For decades Burman ethnic people have been brainwashed by xenophobic military regimes who told them that, along with Buddhism, they ARE the essence, the only and true nature of the country. Now that in this new era of opening and transparency, old issues such as the Rohingya are reopening, people feel threatened in their own identity. Recently in Yangon, a Burmese friend of mine, a young and well educated businessman, was telling me that “you (Westerner) have to understand that we (Burman) are genetically Buddhist”.

It was difficult to argue with him that there is no such a thing as a “Buddhist gene”. Now we see Buddhist monks (probably the same who heroically demonstrated for democracy in 2007) marching in towns to demand that the Muslim Rohingya be thrown out of the country. We see self-appointed historians and academics coming back from exile to be welcomed as heroes while they are screaming hatred and fascist, anti-Muslim slogans undeserving of civilised people. This is very sad and worrisome and could actually endanger the whole process of national reconciliation.

Q. What do you think is going to happen over the next few years? Will there be a transformation to a genuine democracy?

A.Well, as no so-called expert or pundit has ever predicted the major developments which have occurred in Burma, I will certainly not commit myself to such predictions, I leave this to the astrologers ! If we observe other countries in south east Asia which have reached a certain level of economic development, we have to acknowledge that hardly any of them has reached a “genuine democracy”. This should remain as an ultimate ideal but we also should not claim for Burma more than we accept for countries such as Thailand, Indonesia or the Philippines.

Q. Who deserves the credit for the changes that have taken place?

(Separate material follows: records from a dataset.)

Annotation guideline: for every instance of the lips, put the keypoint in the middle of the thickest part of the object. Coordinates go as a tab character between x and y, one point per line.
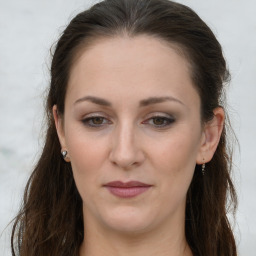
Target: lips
127	189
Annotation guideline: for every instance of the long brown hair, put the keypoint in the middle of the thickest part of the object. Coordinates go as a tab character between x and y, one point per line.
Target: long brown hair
50	221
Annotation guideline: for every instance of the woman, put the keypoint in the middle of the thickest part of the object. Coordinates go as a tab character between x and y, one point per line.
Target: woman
135	160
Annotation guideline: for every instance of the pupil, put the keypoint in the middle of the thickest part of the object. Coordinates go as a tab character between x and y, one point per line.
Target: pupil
158	121
97	120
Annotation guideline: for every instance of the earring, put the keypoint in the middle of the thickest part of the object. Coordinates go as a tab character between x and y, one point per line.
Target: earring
64	154
203	168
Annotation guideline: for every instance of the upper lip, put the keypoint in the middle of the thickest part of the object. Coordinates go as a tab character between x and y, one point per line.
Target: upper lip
128	184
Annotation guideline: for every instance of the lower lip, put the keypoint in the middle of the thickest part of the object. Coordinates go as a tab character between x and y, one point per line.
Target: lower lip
127	192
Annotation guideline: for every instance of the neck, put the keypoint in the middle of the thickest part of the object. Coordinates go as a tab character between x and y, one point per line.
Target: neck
162	242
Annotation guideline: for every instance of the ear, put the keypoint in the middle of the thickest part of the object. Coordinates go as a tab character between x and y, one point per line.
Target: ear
59	127
211	136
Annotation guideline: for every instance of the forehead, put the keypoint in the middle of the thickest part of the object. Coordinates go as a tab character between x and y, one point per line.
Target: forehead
141	64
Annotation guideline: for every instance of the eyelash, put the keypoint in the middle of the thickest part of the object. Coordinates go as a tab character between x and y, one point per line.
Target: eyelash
167	121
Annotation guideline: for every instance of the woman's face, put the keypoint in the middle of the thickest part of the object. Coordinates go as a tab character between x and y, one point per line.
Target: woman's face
132	114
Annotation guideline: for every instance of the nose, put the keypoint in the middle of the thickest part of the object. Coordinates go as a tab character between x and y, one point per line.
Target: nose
126	149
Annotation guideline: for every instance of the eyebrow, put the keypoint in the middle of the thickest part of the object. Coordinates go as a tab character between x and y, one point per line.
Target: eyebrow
143	103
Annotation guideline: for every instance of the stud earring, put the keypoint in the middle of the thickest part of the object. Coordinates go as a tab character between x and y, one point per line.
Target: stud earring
64	154
203	168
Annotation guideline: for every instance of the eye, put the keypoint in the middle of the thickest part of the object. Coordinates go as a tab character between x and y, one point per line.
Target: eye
160	121
95	121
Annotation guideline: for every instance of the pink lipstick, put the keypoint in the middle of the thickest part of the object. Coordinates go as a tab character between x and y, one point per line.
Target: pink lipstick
127	189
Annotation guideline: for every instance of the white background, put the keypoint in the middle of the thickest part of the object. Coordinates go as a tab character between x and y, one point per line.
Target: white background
27	30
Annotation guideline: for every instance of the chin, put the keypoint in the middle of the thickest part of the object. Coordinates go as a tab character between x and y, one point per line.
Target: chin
128	220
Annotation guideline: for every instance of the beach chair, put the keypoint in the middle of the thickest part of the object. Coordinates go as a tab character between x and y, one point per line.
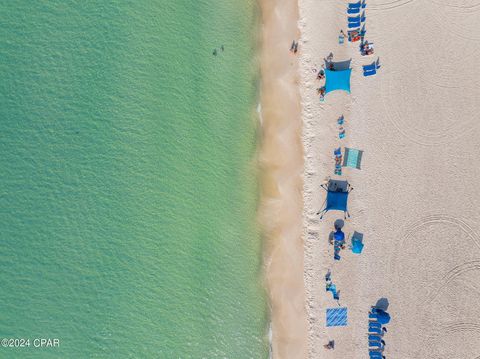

I won’t be very original by saying that the moment the situation shifted from stagnation to change was the first official meeting between Aung San Suu Kyi and president Thein Sein in August 2011. I guess that other personalities within the new regime seriously realised that the country could not keep on evolving as a world’s pariah state but also as a “23d province of China”.

Now we have to remain realistic and keep in mind that what is happening now is first and foremost the implementation of the seventh (and last) step of a “roadmap to disciplined democracy” launched in

2003 by the junta. The positive thing is that this latest step in its definition was wide open to interpretation and implementation. So far I think that the country’s new regime have adopted a rather positive interpretation of this step.